Percebi que muitos não sabiam o
que era “estudar” porque, nunca haviam estudado. Era como eu virar para
qualquer outro na rua que nunca, por exemplo, estudou música e falar: você tem
que treinar piano! Você tem que treinar piano! O cara ia sentar em frente ao
piano e fazer o quê? Não saberia nem por onde começar! Quando percebi isso
entrei em desespero porque o problema era muito maior do que pensava…

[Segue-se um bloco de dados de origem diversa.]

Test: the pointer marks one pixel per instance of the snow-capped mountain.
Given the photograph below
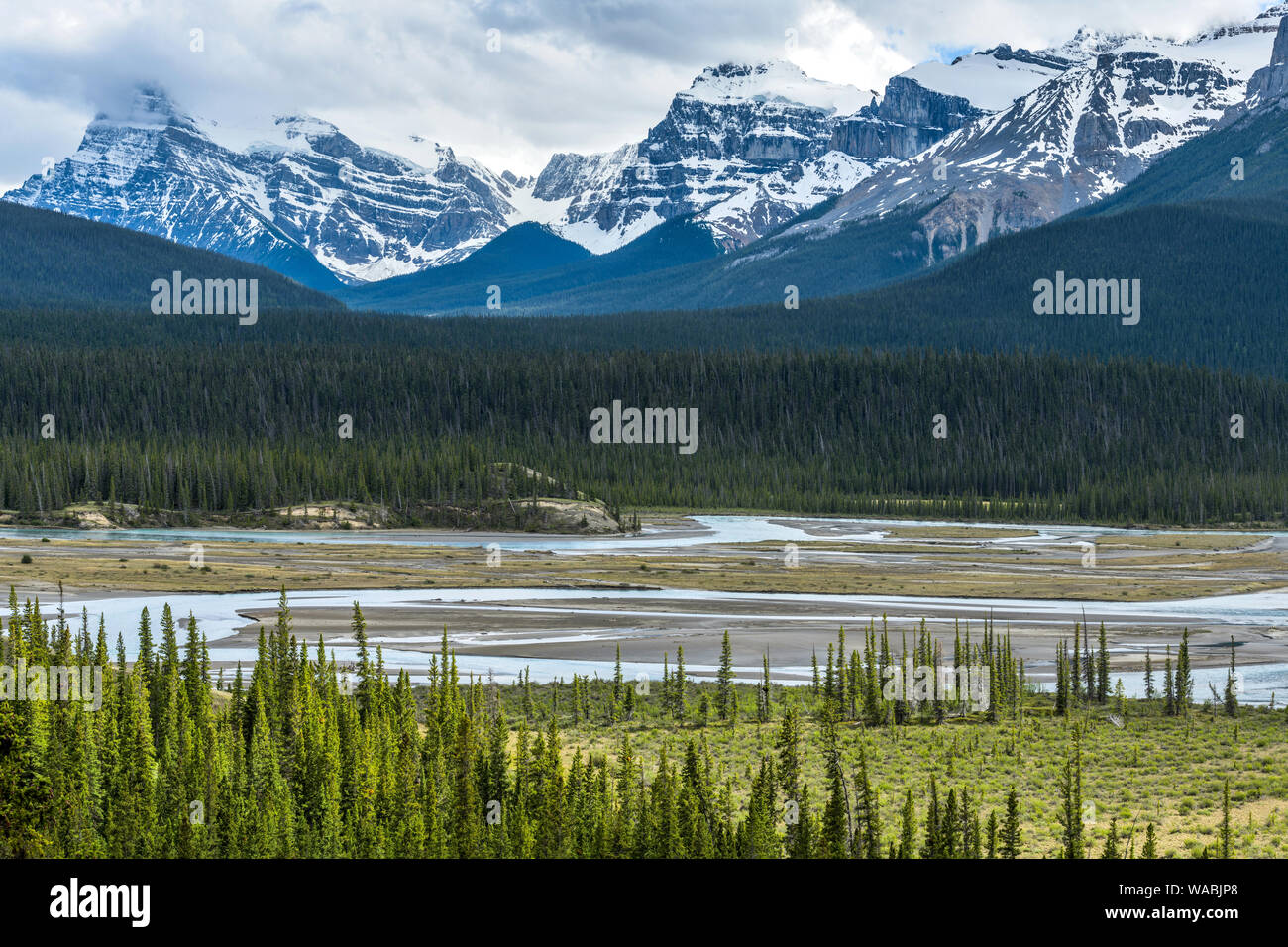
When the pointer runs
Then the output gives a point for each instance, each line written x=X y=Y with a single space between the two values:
x=997 y=141
x=278 y=192
x=750 y=147
x=1078 y=137
x=732 y=129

O que fazer? Desistir? Deixar que
todos repetissem? Mas seriam muitos! O desespero une os seres humanos que estão
sob o mesmo inferno. Nós, professores, fomos conversando e juntamente com parte
da equipe pedagógica, criando subsídios para esses alunos.
A ficha caiu quando um menino de
boné e cordão prata veio até mim e falou: “Professora, você fala que eu tenho
que estudar. O que seria exatamente isso? Eu não quero perder essa
oportunidade. Me ajuda…”
Esse menino mal sabia pegar no
lápis por falta de hábito…
Tivemos que lidar também com
tensões e preconceitos que existiam entre eles. Por exemplo, alguns alunos que
vieram de escolas particulares com família bem estruturada não entendiam por
quê o colega não fazia o trabalho direito. Inicialmente, houve, em algumas
turmas, segregação. No jogo de xadrez, por exemplo, onde temos peças pretas e
brancas, eles perguntavam quem seriam os cotistas e os não-cotistas…
Sei que criamos aulas de
atendimento… preparamos nossos monitores para atender a esse novo perfil de
aluno. Ensinei a aluno segurar no lápis e organizar o raciocínio para aprender
física e fazer problemas de IME e ITA como fazia em todos os outros anos e
dá-lhe conversas com todos os demais privilegiados para entender que não é
excluindo que incluímos ninguém. Não é fazendo o mal que faremos um bem…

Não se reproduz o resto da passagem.